If you own or have access to a washing machine you are in the world’s elite.  Seriously, you are.  (I can’t find a good statistic on this, but if you make $25,000/yr you are in the worlds top 10% richest – according to the Global Rich List website.  That’s not very relative unless you consider that most people making this much money a year probably have easy access to a washing machine.)  I’ve been wrestling a lot lately with feelings of being privileged, fortunate, spoiled.  I’ve always lived somewhere that had a washing machine, whether it was in my parents home or the college dorm, apartment building or conveniently in my condo.  Even in Kenya last year I lived in houses that had their own washing machines.  But that is not common in the world we live in.  It’s beyond uncommon.  It’s luxury.

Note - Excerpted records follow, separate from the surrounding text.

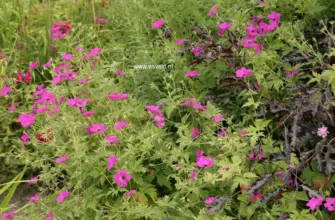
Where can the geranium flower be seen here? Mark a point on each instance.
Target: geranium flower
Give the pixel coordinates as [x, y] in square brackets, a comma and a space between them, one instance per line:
[158, 24]
[243, 72]
[314, 203]
[122, 178]
[27, 120]
[34, 198]
[192, 74]
[210, 200]
[323, 131]
[213, 11]
[5, 90]
[34, 65]
[96, 128]
[62, 196]
[205, 162]
[129, 193]
[62, 159]
[112, 161]
[112, 139]
[330, 204]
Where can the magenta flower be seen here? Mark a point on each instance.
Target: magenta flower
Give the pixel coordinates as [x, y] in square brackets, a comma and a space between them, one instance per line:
[122, 178]
[96, 128]
[252, 31]
[314, 203]
[205, 162]
[157, 24]
[34, 65]
[33, 180]
[195, 132]
[120, 124]
[213, 11]
[217, 118]
[62, 159]
[62, 196]
[9, 215]
[210, 200]
[118, 96]
[27, 120]
[193, 174]
[243, 72]
[192, 74]
[323, 131]
[330, 204]
[119, 72]
[67, 56]
[100, 20]
[5, 90]
[25, 139]
[112, 161]
[34, 198]
[182, 41]
[48, 64]
[50, 216]
[256, 196]
[112, 139]
[129, 193]
[12, 107]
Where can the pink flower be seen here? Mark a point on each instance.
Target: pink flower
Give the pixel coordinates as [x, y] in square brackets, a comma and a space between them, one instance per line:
[9, 215]
[48, 64]
[243, 72]
[330, 204]
[34, 198]
[118, 96]
[119, 72]
[59, 30]
[182, 41]
[158, 24]
[122, 178]
[210, 200]
[62, 196]
[112, 139]
[217, 118]
[84, 81]
[256, 196]
[197, 50]
[33, 180]
[27, 120]
[192, 74]
[50, 216]
[12, 107]
[314, 203]
[252, 30]
[62, 159]
[25, 139]
[213, 11]
[67, 56]
[100, 20]
[193, 174]
[120, 124]
[258, 49]
[323, 131]
[5, 90]
[112, 161]
[249, 42]
[96, 128]
[34, 65]
[195, 132]
[79, 48]
[129, 193]
[205, 162]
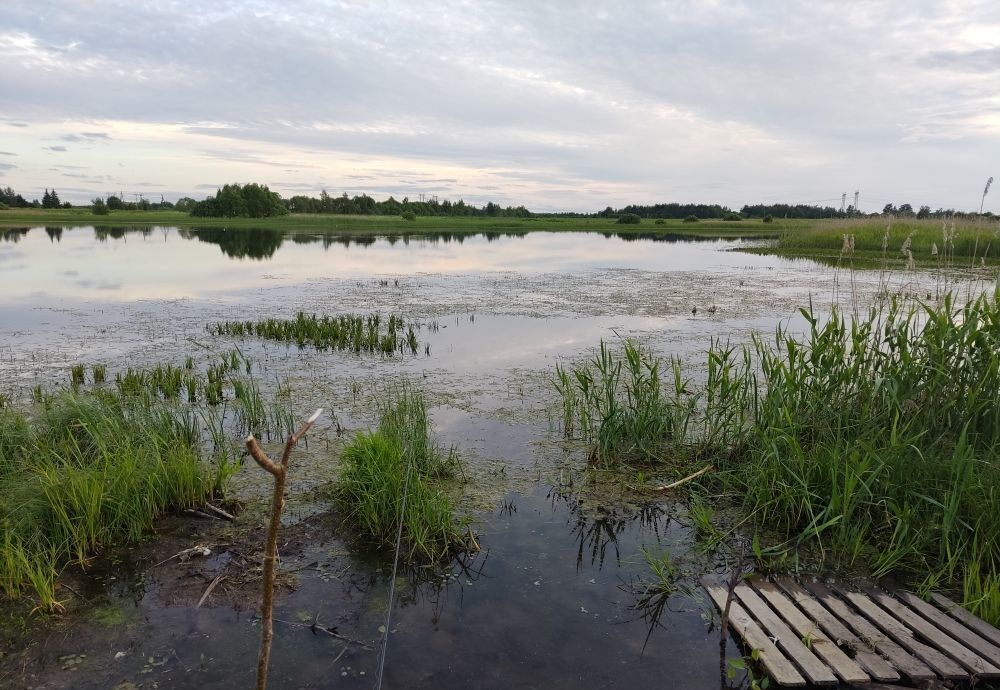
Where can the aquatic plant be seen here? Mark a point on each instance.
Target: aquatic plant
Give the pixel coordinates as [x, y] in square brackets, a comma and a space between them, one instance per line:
[388, 478]
[91, 470]
[870, 440]
[371, 334]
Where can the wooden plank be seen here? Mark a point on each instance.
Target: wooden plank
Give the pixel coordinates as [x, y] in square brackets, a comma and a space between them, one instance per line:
[774, 662]
[935, 636]
[812, 667]
[906, 663]
[956, 611]
[845, 667]
[951, 626]
[942, 665]
[877, 667]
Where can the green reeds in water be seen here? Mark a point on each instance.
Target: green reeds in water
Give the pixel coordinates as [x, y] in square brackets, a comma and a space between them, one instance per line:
[91, 470]
[871, 441]
[370, 334]
[617, 403]
[400, 458]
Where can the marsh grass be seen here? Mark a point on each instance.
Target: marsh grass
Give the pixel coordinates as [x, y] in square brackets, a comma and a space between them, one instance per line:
[970, 243]
[90, 470]
[370, 334]
[869, 442]
[617, 402]
[400, 458]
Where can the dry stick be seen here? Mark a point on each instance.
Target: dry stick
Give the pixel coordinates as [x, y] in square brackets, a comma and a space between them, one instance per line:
[686, 479]
[280, 473]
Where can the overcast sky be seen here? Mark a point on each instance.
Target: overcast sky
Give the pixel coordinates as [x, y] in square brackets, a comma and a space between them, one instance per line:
[556, 105]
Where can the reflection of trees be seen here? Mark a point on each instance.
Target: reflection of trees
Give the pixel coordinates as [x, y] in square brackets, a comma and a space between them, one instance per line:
[13, 234]
[105, 232]
[243, 243]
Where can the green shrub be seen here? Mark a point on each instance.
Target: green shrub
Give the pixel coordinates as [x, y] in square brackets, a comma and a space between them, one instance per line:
[374, 481]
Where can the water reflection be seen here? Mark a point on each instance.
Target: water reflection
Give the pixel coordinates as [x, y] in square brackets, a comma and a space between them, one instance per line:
[263, 243]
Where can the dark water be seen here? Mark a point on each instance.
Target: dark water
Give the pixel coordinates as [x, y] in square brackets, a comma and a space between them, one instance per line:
[549, 602]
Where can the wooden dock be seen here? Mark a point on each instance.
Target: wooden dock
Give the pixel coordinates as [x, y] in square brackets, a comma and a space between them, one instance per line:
[811, 633]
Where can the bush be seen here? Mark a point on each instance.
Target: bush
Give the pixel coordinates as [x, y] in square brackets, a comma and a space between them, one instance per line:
[374, 481]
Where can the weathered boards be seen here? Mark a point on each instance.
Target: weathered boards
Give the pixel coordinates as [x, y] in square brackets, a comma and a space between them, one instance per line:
[823, 635]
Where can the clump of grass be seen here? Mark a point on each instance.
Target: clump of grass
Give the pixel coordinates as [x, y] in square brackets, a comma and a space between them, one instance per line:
[393, 469]
[617, 403]
[869, 441]
[371, 334]
[91, 470]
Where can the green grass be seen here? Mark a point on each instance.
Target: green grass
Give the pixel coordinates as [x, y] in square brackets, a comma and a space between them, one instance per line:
[351, 332]
[91, 469]
[394, 225]
[870, 442]
[880, 242]
[401, 459]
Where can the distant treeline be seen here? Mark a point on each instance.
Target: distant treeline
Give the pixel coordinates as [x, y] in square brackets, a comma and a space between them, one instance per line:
[257, 201]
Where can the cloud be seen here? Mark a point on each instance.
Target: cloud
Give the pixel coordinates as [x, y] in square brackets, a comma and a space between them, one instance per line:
[576, 105]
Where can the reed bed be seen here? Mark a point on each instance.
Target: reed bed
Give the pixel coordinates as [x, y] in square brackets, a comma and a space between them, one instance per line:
[401, 459]
[91, 469]
[871, 441]
[369, 334]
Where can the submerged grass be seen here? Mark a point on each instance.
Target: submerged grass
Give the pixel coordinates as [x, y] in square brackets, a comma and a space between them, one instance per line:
[871, 441]
[401, 459]
[357, 333]
[90, 470]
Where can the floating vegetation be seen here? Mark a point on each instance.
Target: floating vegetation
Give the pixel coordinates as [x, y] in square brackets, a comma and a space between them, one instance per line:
[91, 470]
[370, 334]
[401, 459]
[617, 403]
[873, 440]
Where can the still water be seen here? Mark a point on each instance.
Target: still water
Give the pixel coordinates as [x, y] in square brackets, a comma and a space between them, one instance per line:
[551, 600]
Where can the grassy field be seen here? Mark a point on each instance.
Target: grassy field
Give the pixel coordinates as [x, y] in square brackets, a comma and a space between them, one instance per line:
[869, 443]
[878, 241]
[379, 225]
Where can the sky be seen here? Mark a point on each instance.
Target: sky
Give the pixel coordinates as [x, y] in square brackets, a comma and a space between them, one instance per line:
[569, 106]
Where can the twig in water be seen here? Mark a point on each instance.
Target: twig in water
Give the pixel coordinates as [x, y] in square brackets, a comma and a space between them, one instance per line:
[690, 477]
[280, 472]
[208, 590]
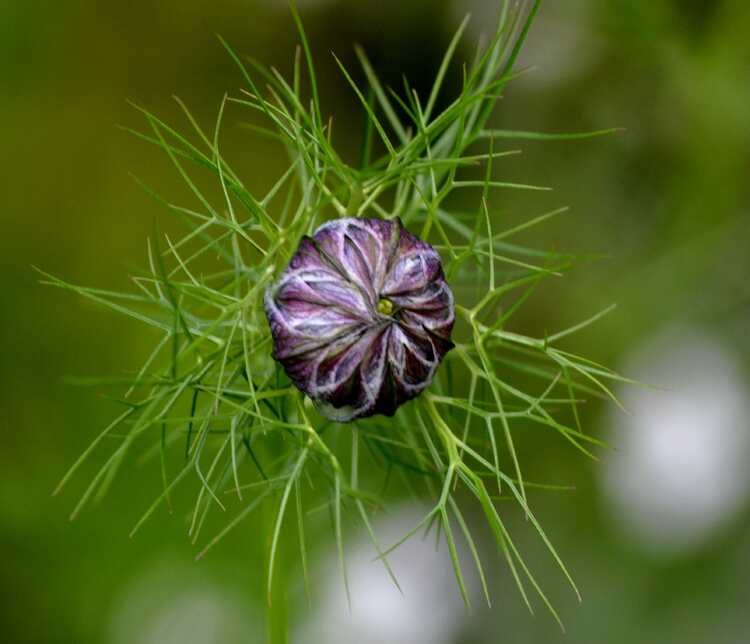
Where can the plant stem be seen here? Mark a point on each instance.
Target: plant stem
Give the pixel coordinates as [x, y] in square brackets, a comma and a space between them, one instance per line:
[276, 603]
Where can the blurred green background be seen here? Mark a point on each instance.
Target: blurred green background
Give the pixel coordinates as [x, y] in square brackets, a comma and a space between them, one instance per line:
[667, 202]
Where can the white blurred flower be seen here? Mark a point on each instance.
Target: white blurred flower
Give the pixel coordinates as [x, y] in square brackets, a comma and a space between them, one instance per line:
[680, 470]
[430, 611]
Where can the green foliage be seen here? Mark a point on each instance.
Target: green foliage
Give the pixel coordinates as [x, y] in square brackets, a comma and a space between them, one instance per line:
[210, 390]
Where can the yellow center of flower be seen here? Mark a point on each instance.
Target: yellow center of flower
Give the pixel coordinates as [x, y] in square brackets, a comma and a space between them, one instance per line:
[385, 306]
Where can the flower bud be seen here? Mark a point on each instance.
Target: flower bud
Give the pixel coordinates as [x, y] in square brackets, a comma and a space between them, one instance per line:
[361, 318]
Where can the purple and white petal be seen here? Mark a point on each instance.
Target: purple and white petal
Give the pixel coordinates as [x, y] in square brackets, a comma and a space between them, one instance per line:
[361, 318]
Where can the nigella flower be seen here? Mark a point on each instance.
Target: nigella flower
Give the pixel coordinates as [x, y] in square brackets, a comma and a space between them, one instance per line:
[361, 318]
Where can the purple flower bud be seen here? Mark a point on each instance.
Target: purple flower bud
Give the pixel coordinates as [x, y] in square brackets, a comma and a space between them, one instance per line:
[361, 318]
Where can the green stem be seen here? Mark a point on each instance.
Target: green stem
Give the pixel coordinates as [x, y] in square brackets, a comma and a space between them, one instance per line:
[277, 621]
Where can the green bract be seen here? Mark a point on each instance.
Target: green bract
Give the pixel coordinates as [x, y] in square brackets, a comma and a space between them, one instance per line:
[211, 391]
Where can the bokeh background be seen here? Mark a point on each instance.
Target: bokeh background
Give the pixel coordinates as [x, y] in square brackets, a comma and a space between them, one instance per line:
[656, 533]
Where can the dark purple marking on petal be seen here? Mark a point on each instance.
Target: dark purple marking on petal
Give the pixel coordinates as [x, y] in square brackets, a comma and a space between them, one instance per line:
[362, 317]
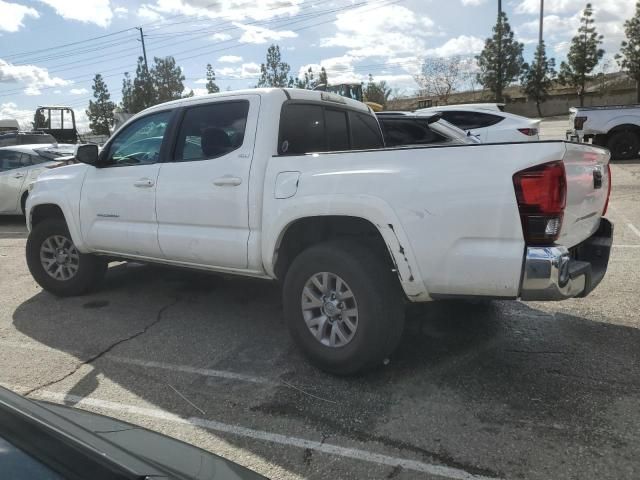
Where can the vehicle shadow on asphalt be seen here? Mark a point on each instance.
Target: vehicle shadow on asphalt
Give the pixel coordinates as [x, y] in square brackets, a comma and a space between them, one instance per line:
[506, 365]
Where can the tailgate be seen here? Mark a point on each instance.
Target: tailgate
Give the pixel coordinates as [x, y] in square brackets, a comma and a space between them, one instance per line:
[587, 191]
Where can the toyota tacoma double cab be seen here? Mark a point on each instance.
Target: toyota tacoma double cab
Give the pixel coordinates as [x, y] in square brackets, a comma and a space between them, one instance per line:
[297, 186]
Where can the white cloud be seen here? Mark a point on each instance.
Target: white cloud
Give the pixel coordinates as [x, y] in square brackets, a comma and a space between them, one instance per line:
[32, 76]
[87, 11]
[563, 19]
[255, 34]
[230, 59]
[234, 10]
[12, 16]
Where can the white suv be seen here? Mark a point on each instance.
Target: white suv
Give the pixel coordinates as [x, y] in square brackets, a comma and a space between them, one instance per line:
[488, 122]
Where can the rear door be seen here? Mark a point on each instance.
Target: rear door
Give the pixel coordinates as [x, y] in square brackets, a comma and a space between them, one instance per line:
[202, 198]
[587, 191]
[13, 172]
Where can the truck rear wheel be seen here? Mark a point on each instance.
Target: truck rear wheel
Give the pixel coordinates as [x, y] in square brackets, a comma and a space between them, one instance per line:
[624, 145]
[57, 265]
[343, 307]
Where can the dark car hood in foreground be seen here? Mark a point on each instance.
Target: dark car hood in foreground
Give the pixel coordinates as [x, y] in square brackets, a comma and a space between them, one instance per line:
[128, 445]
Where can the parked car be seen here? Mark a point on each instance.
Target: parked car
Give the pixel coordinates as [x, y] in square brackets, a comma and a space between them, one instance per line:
[616, 127]
[295, 185]
[40, 440]
[20, 166]
[409, 129]
[488, 122]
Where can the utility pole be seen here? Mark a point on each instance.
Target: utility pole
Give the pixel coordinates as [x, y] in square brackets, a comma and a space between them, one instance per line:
[144, 50]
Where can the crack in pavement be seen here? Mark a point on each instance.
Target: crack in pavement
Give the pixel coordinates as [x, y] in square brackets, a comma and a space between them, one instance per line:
[106, 350]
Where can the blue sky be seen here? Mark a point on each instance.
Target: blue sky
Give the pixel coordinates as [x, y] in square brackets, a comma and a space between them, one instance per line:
[351, 38]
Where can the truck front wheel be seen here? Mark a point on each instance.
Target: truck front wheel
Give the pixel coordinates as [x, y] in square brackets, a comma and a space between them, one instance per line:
[343, 307]
[57, 265]
[624, 145]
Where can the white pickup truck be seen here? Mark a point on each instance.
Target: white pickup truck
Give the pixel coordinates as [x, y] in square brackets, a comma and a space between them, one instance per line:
[297, 186]
[616, 127]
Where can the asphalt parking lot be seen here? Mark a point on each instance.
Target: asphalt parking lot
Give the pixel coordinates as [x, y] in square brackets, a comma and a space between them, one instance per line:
[504, 390]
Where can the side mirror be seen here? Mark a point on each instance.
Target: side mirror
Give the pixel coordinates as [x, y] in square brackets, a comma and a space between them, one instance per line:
[87, 154]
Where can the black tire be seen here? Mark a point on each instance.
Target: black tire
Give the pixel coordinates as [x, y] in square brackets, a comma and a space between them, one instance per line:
[90, 269]
[379, 300]
[624, 145]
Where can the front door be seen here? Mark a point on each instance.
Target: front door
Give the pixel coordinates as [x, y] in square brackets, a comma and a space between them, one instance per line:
[13, 172]
[118, 213]
[202, 199]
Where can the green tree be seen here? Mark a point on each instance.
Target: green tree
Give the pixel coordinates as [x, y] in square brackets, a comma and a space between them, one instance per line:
[275, 72]
[100, 111]
[537, 78]
[212, 87]
[377, 92]
[629, 56]
[584, 55]
[142, 93]
[167, 78]
[501, 61]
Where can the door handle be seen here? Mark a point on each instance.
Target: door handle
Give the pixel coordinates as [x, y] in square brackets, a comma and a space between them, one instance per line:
[143, 183]
[227, 181]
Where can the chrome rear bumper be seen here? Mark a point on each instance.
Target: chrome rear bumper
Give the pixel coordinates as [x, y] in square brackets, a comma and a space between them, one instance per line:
[557, 273]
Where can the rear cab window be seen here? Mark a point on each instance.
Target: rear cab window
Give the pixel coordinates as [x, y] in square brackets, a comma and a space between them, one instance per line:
[315, 128]
[409, 131]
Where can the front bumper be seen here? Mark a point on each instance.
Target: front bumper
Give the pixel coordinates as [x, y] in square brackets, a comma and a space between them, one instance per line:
[558, 273]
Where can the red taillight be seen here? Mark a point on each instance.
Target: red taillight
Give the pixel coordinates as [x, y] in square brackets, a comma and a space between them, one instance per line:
[541, 192]
[529, 132]
[606, 205]
[578, 122]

Now that I’m living on my own in the city, my flat doesn’t have a washing machine nor the ability to hook one up, so I’m learning the art of hand washing these days.  It’s a lot of work!  Here’s a tip:  Don’t wait until a week or two goes by before you start.  Wash your dirty clothes every other day so it doesn’t become a full day’s work for you in the end!

Hand washing, with a certain perspective, can be one of those mundane tasks that allows you time to breathe, time to think, time to pray…  (I once met a friend who prays for her children’s purity when she folds their underwear… love that!)  Don’t get me wrong… these feelings surely will wane and I’m certain I wouldn’t be so Donna Reed about all of this hand washing if I had the additional laundry for a husband and any amount of kids.  And I certainly wouldn’t even be saying anything of this if I hadn’t grown up in the culture I did.  Let’s be real, it’s just plain hard work.

But let’s be thankful when we get to throw our clothes into a washing machine next time.  I want to remember to be thankful when the convenience is mine.

…and Dad, aren’t you so proud of my quad-clothesline I created out of my shower?!  I owe all of my MacGyver skills to you!